Cameron Madill: I really like Adam’s comment of we have a cool business model. And I think that’s really true. One of the things I’ve talked about on past episodes, Certified B Corps, Pixel Spoke is a Certified B Corp, and I used to think what made us special was that we had this certification we went through. But what I’ve learned over time is that there are dozens and dozens of certifications.
Cameron Madill: What really has been powerful about the Certified B Corp movement is that in fact, they have created a movement, they have connected people, they’ve created a cool brand and messaging around it. And it’s much more than just the core model. And so I think focusing on how do we make cooperatives in general, and credit unions specifically, cool, is the key element to focus on.
Cameron Madill: I loved, also, Adam’s comment about you know, if we’ve got these seven cooperative principles, there’s nine for credit unions that are worth looking up, but they’re largely the same. Where would he focus if he had to pick, and I thought he hit on something really powerful, of democratic member control, which is often really quite weak. Annual meetings tend to be pretty poorly attended for many credit unions. And that there’s a great opportunity, not just to strengthen the model, but to more broadly engage our community in this process of teaching democracy, which I think is something that is, is difficult. And the country seems at times so big, and so spread out, and there’s so much going on, that that chance to do that service for our local community is a big opportunity.

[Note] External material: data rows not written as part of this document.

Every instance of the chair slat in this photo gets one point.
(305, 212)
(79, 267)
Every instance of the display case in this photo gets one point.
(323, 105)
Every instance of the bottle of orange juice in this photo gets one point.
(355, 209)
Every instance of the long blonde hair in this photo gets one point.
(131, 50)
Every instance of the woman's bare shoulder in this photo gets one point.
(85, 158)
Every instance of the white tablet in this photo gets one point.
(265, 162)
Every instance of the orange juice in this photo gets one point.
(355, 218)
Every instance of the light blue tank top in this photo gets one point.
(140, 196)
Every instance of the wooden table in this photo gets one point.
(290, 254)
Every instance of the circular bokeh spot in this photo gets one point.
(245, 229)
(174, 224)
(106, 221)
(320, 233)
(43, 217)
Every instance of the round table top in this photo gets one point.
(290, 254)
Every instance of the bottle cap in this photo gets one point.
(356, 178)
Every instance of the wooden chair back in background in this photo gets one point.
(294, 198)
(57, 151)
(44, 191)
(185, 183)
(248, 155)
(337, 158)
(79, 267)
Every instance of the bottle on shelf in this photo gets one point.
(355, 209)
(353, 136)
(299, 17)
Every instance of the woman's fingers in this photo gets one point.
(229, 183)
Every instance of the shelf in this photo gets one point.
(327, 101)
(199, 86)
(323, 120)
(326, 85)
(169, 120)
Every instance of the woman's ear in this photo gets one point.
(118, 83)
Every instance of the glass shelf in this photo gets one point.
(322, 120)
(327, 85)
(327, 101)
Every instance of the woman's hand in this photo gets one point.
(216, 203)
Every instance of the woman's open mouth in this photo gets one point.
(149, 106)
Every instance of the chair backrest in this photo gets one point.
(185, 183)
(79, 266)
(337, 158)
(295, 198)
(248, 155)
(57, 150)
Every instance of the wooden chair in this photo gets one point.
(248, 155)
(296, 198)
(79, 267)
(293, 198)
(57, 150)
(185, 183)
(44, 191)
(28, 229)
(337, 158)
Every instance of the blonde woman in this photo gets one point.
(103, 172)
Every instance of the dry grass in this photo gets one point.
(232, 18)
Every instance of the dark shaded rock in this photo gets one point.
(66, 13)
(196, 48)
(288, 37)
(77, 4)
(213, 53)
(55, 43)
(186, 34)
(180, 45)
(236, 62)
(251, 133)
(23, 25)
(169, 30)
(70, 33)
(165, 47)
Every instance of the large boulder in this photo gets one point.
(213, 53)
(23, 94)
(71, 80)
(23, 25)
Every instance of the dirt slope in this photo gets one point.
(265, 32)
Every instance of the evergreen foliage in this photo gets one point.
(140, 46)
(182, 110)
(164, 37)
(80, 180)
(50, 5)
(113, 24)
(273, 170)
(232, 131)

Cameron Madill: And then in second he talked about solving big problems in collaboration with other big cooperatives, and I always think looking across sectors has a lot of power in it, as far as thinking differently.
Cameron Madill: And then finally, the importance of education and training, of going from grade school to grad school, and really making sure that the word is getting out there about what the cooperative model is, and why it’s different and why it matters, is really powerful.
Cameron Madill: And then lastly, I just, I loved his closing comment, that it’s not the easy things in life we value and remember, it’s actually the hard things. And that the cooperative model offers the best chance that we have to create purpose in the lives of our employees.